2001 Alliance Purchasing first established as a joint venture with CareChoice.
2002 Board of Directors first adopted the Code of Ethics, with implementation to begin immediately with housing-with-services providers.
2003 Establish formal relationship with Minnesota HomeCare Association to provide members with reciprocal benefits.
2004 Alliance Purchasing became wholly owned by MSC.
2005 Confident Choices for Senior Living was created as a statewide quality initiative to tie together elements of our Quality in Action and to signal to consumers they could trust in the services being provided.
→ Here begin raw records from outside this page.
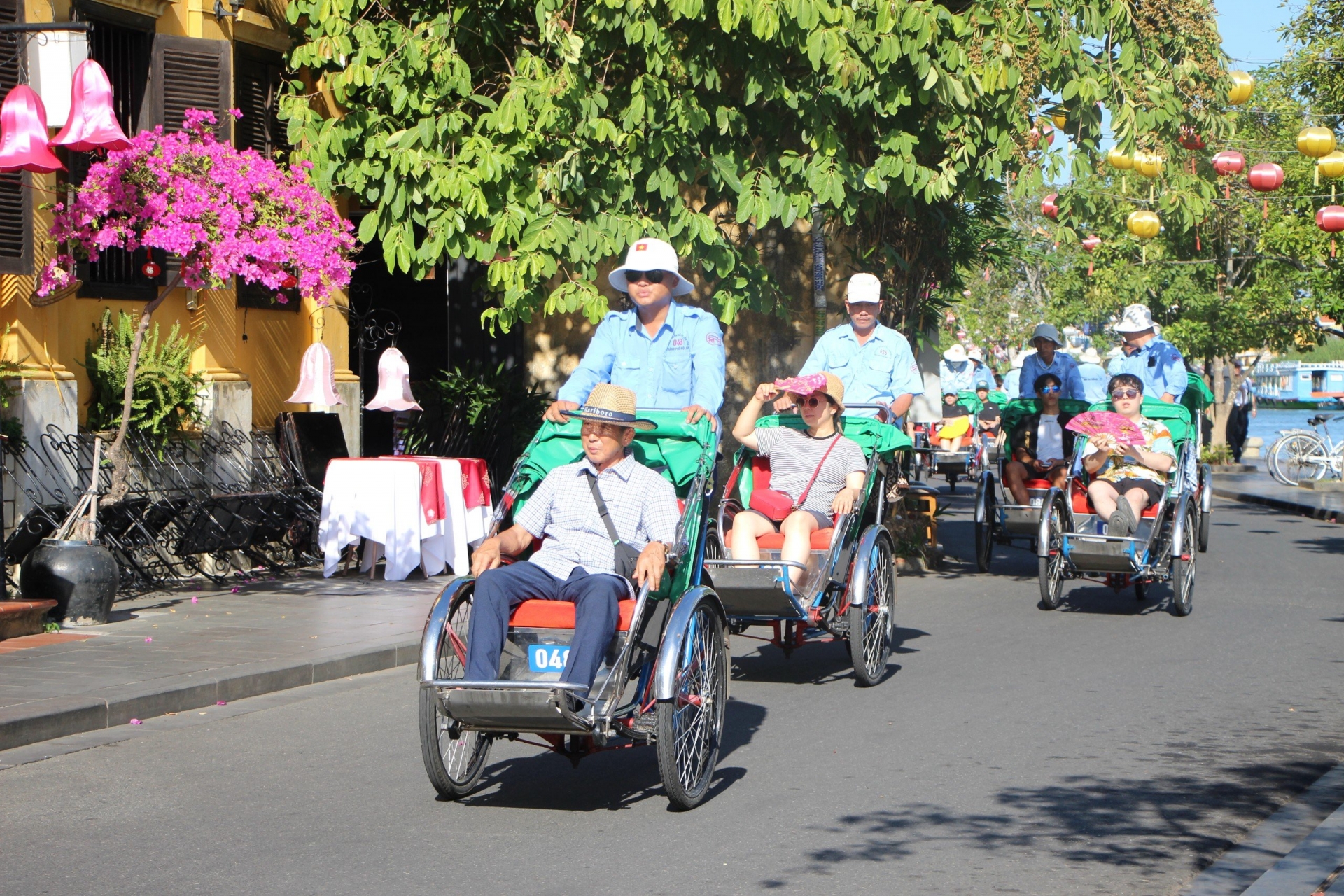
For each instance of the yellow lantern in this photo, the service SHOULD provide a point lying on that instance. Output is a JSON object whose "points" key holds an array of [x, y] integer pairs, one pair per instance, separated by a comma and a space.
{"points": [[1242, 88], [1144, 223], [1148, 164]]}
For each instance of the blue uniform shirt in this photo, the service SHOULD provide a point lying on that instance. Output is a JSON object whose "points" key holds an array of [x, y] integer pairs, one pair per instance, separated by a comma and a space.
{"points": [[683, 365], [1159, 365], [1063, 365], [875, 372]]}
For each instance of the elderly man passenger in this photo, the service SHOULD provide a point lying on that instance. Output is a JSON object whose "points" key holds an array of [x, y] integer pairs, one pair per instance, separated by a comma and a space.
{"points": [[577, 561]]}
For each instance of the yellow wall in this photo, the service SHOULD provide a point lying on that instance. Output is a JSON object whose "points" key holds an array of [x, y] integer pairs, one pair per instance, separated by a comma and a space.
{"points": [[50, 342]]}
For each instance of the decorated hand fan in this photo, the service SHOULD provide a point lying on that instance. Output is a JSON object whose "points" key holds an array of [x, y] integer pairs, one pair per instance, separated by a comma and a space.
{"points": [[1108, 422]]}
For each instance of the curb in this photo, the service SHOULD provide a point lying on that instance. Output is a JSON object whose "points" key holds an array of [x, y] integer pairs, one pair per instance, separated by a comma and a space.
{"points": [[61, 716]]}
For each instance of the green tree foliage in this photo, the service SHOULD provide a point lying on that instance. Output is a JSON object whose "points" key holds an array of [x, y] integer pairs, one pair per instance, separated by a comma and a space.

In 2007 and 2012 the scope of this program was broadened.
2008 Minnesota Health and Housing Alliance changes name and rebrands as Aging Services of Minnesota.
2008 Aging Services of Minnesota Foundation (then known as MHHA Foundation) was incorporated.
2009 MSC changes name to Aging Services Group.
2009 Aging Services Group Insurance Solutions was formed.
2010 Establish formal relationship with Minnesota Adult Day Services Association to provide members with reciprocal benefits.
2010 Our national affiliate, American Association of Homes and Services for the Aging (AAHSA) changes name and rebrands as LeadingAge.
2011 Launched Value First and management of national group purchasing program.
2011 Aging Services enters into formal partnership agreement with the Alzheimer’s Association Minnesota-North Dakota to offer the Dementia Care Certificate Program.
2011 Health Support Specialist (HSS) Registered Apprenticeship Program began, offering a new statewide career curriculum in partnership with Minnesota State Colleges and Universities system as well as an on-the-job apprenticeship program in partnership with the Minnesota Department of Labor.
2013 Won MSAE award for Confident Choices for Senior Living Program.
2014 Graduated the 87th fellow from the Aging Services Leadership Academy.
2014 Aging Services of Minnesota changes name and rebrands as LeadingAge Minnesota.
2015 LeadingAge Minnesota merges with Minnesota Adult Day Association (MADSA).
2016 Received $3 million in grant funding to fund innovative approaches to address workforce shortages and ensure quality care for aging Minnesotans.